Gaga: Five Foot Two Review: Inside the Heart of a Pop Icon

The new Netflix documentary, “Gaga: Five Foot Two,” directed by Chris Moukarbel (Banksy Does New York), allows the viewer to get to know who the woman behind the pseudonym “Lady Gaga” really is. It’s a beautiful and emotional documentary that shows how she became a star. After a five-year break from the limelight, “she finally found herself” and “Gaga; Five Foot Two” is all about the self-discovery process.

Some would say Lady Gaga is the most controversial artist since Madonna. With her loud outfits, chameleon-like looks and artsy videos, they may have a point. But as proven with her most recent album “Joanne,” Lady Gaga is more than just a diva. She’s Stefani Joanne Angelina Germanotta, a New York City girl with Italian roots, who has anxieties, doubt, and issues.

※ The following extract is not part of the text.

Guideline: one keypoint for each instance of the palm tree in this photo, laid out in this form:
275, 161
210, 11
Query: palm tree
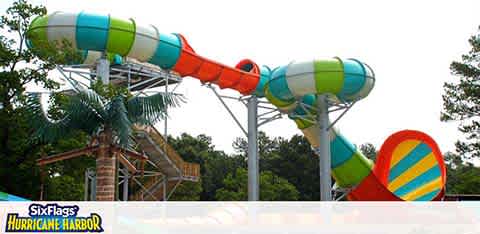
109, 122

Documentaries about celebrities, especially the ones who disappeared for a while, often give the feeling of a staged and some sort of reality show concept a là “Keeping Up With The Kardashians.” But not so with Gaga. It doesn’t give the impression Germanotta is in need of money or publicity. Someone who has more than 20 million followers on social media, must still be in demand, right? She often shows her appreciation for her fans when she gets close with them to take pictures or surprises them with tickets to her show, but she never seems to be bothered by her fan base- shown in a few scenes.

“Gaga; Five Foot Two” is a stirring whiplash that showcases the struggles of the comeback from an artist that was made into something she wasn’t, not just by her record label, but also by searching for her true self. Besides the fancy things, the documentary also shows that fame always comes with a price to pay; since the show must go on. No matter if it means to have a broken hip or to be sleep deprived. But it also reflects on the vulnerability that comes with being a pop star. The loneliness, failed relationships and depression all comes shining through.

The opening scene shows a morning in the life of Germanotta in her house in Los Angeles, somewhere far away from the Hollywood glam. Gaga might seem as though she’s an extrovert on stage and in the limelight but in private she’s just an ordinary girl from New York, humble, funny and humane. Even when she’s with her team of dancers, choreographers, stylists, and producers; there’s no sign of superiority.

Although “Gaga; Five Foot Two” was shot in a more monotone setting, it gives the viewer the feeling of being there with Germanotta. As if she was a friend, you have known for a long time. A friend that finally has returned from her journey and who’s afraid to show the world her true colors and this is what the documentary is about. The raw and real Gaga. The Gaga who looks like she went to “Beacon’s Closet” instead of “Bergdorf Goodman.” The Gaga that is not afraid to show her dark roots of her bleached platinum hair, and her bare skin. Gaga has put a lot of heart into her album “Joanne” which she named after her deceased aunt of the same name. She even made sure her album sells in stores when she stopped by a local Walmart.

It’s a deep and inspirational documentary, at times funny that represents a more humane side of a high demand pop star, whose name got inspired by the Queen’s song “Radio Gaga.”